19 Zur Zulässigkeit der Revision wird ausgeführt, der Revisionswerber habe die ambulanten Behandlungen im N Center nicht in Verbindung mit seiner Dienstverrichtung durchführen können. Er habe dementsprechend allein schon wegen dieser Therapie zugrunde gelegt, dass er durch sie an der Dienstverrichtung verhindert sei und dies seitens des Dienstgebers auch akzeptiert werde. Letzteres ergebe sich daraus, dass er diese Therapie schon oftmals in gleicher Weise absolviert habe und dies früher ausnahmslos als die dienstliche Abwesenheit rechtfertigend gewertet worden sei. Insbesondere zwei Fragen bedürften der grundsätzlichen Klärung durch den Verwaltungsgerichtshof. Die eine bestehe darin, ob ausgehend von einem subjektiven Gefühl der mangelnden Dienstfähigkeit und der Bestätigung dieser Dienstunfähigkeit durch einen behandelnden Arzt eine Verpflichtung zur Dienstverrichtung dennoch schon deshalb eintrete, weil anlässlich einer Untersuchung durch einen Vertrauensarzt des Dienstgebers dieser eine Bemerkung dahin mache, dass die Dienstfähigkeit seiner Meinung nach gegeben sei, oder ob die Verpflichtung zur Dienstverrichtung vielmehr erst eintrete, wenn dem Dienstnehmer das volle Gutachten des Vertrauensarztes des Dienstgebers zur Verfügung gestellt worden sei, sodass er objektiv in der Lage sei, im Detail und aufgrund konkreter Überlegungen nachzuvollziehen, weshalb seine Dienstunfähigkeit von dieser Seite bejaht werde. Die zweite Frage laute, ob es im rechtlichen Sinn als zumutbar anzusehen sei, dass ein Beamter eine Therapie im Rahmen langjähriger Erkrankung nicht mehr von dem Therapeuten seines Vertrauens durchführen lasse, sondern von irgendeinem ihm nicht näher bekannten Therapeuten, den er nur deshalb wählen soll, weil dieser an einer Örtlichkeit tätig sei, welche die Therapiedurchführung parallel zur Dienstverrichtung möglich mache.
20 Mit diesem Vorbringen wird die Zulässigkeit der Revision
nicht aufgezeigt.
21 § 31 Dienstpragmatik der Landesbeamten 1972 (DPL 1972) in der Fassung der 63. Novelle 2200-70, lautet auszugsweise:
"§ 31
Abwesenheit vom Dienst
(1) Ist der Beamte am Dienst verhindert, so hat er dies dem Dienststellenleiter sobald als möglich unter Angabe des Grundes anzuzeigen.
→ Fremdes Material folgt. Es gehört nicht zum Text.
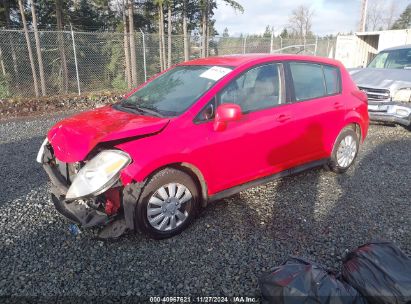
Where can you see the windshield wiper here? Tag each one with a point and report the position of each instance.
(141, 109)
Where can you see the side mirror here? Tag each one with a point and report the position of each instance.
(225, 113)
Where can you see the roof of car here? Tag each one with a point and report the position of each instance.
(237, 60)
(406, 46)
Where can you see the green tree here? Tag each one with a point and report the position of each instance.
(267, 32)
(404, 21)
(284, 34)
(2) Ist die Dienstverhinderung durch Krankheit verursacht, so hat der Beamte dies durch ein ärztliches Zeugnis nachzuweisen, wenn es die Dienstbehörde verlangt oder wenn die Dienstverhinderung länger als drei Tage dauert. Der Beamte hat dafür vorzusorgen, daß seine Dienstverhinderung überprüft werden kann. Kommt der Beamte diesen Verpflichtungen nicht nach, entzieht er sich einer zumutbaren Krankenbehandlung oder verweigert er die zumutbare Mitwirkung an einer ärztlichen Untersuchung, so gilt die Abwesenheit vom Dienst nicht als gerechtfertigt.
(3) Wenn die Abwesenheit vom Dienst weder durch Krankheit oder andere zwingende Umstände gerechtfertigt, noch als Erholungsurlaub gemäß § 41 oder Sonderurlaub gemäß § 44 bewilligt ist, aber noch nicht länger als einen Tag gedauert hat, hat der Beamte die versäumte Dienstleistung - unvorgreiflich der disziplinären Ahndung - nach Weisung seines Vorgesetzten binnen einer Woche nachzuholen.
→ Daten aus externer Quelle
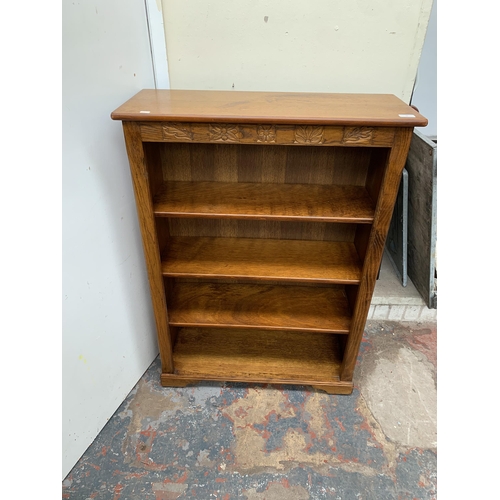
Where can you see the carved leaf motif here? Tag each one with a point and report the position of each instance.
(308, 135)
(266, 133)
(177, 131)
(226, 133)
(358, 134)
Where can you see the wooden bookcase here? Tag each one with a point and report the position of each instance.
(263, 219)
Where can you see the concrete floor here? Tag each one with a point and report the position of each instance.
(261, 442)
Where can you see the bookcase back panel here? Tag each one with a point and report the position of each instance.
(274, 164)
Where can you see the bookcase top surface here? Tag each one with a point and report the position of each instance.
(216, 106)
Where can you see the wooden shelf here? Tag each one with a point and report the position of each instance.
(270, 307)
(262, 259)
(265, 356)
(242, 200)
(263, 218)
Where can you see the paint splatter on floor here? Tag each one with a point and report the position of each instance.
(261, 442)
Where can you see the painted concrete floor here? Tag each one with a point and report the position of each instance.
(259, 442)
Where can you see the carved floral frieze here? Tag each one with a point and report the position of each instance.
(308, 135)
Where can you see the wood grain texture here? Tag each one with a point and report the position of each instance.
(142, 191)
(253, 228)
(375, 247)
(422, 215)
(263, 356)
(262, 259)
(307, 202)
(266, 135)
(260, 307)
(273, 164)
(298, 108)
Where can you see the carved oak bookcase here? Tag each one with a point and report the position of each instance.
(263, 219)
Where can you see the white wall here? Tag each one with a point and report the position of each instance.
(109, 337)
(289, 45)
(425, 92)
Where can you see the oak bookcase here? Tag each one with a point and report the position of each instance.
(263, 219)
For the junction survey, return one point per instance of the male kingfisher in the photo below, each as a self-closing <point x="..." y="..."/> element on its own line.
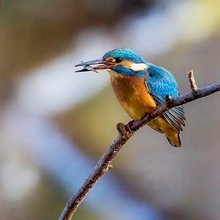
<point x="140" y="86"/>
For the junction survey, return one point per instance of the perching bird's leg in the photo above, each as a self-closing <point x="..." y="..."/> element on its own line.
<point x="128" y="126"/>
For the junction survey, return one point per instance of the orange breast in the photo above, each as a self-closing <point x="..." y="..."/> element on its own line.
<point x="133" y="95"/>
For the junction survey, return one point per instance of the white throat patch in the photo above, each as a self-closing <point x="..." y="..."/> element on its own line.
<point x="138" y="66"/>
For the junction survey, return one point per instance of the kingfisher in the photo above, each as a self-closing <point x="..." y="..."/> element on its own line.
<point x="140" y="87"/>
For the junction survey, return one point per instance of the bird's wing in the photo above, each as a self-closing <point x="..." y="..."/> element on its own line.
<point x="160" y="84"/>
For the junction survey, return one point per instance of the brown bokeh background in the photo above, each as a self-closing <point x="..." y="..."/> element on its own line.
<point x="55" y="123"/>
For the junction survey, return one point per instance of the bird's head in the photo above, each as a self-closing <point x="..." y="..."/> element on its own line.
<point x="122" y="61"/>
(4) Hat eine ungerechtfertigte Abwesenheit vom Dienst länger als einen Tag gedauert oder war der Beamte durch Haft, ausgenommen Untersuchungshaft, an der Dienstleistung verhindert, so verliert er für diese Zeit den Anspruch auf seine Bezüge und Nebengebühren. Der Dienststellenleiter kann an Stelle des Geldleistungsentfalles die Anrechnung der versäumten Diensttage auf den noch nicht verbrauchten Erholungsurlaub bewilligen, wenn dies aus sozialen Gründen geboten erscheint. Den schuldlosen Angehörigen eines in Haft befindlichen Beamten gebührt ab dem auf den Geldleistungsentfall folgenden Monatsersten ein Versorgungsgeld sinngemäß nach § 89 Abs. 2 und 11.
..."
22 Gemäß § 31 Abs. 4 erster Satz DPL 1972 verliert der Beamte bei einer länger als einen Tag andauernden ungerechtfertigten Abwesenheit vom Dienst für diese Zeit den Anspruch auf seine Bezüge und Nebengebühren. Der Verwaltungsgerichtshof hat zu dieser Bestimmung bereits in einem den Revisionswerber betreffenden Erkenntnis ausgesprochen, dass das Vorliegen einer ärztlichen Bestätigung allein noch nicht die Abwesenheit vom Dienst rechtfertigt, weil die Beurteilung der Frage der Dienstfähigkeit eine Rechtsfrage darstellt, deren Lösung der Dienstbehörde zusteht (VwGH 30.1.2019, Ra 2018/12/0037).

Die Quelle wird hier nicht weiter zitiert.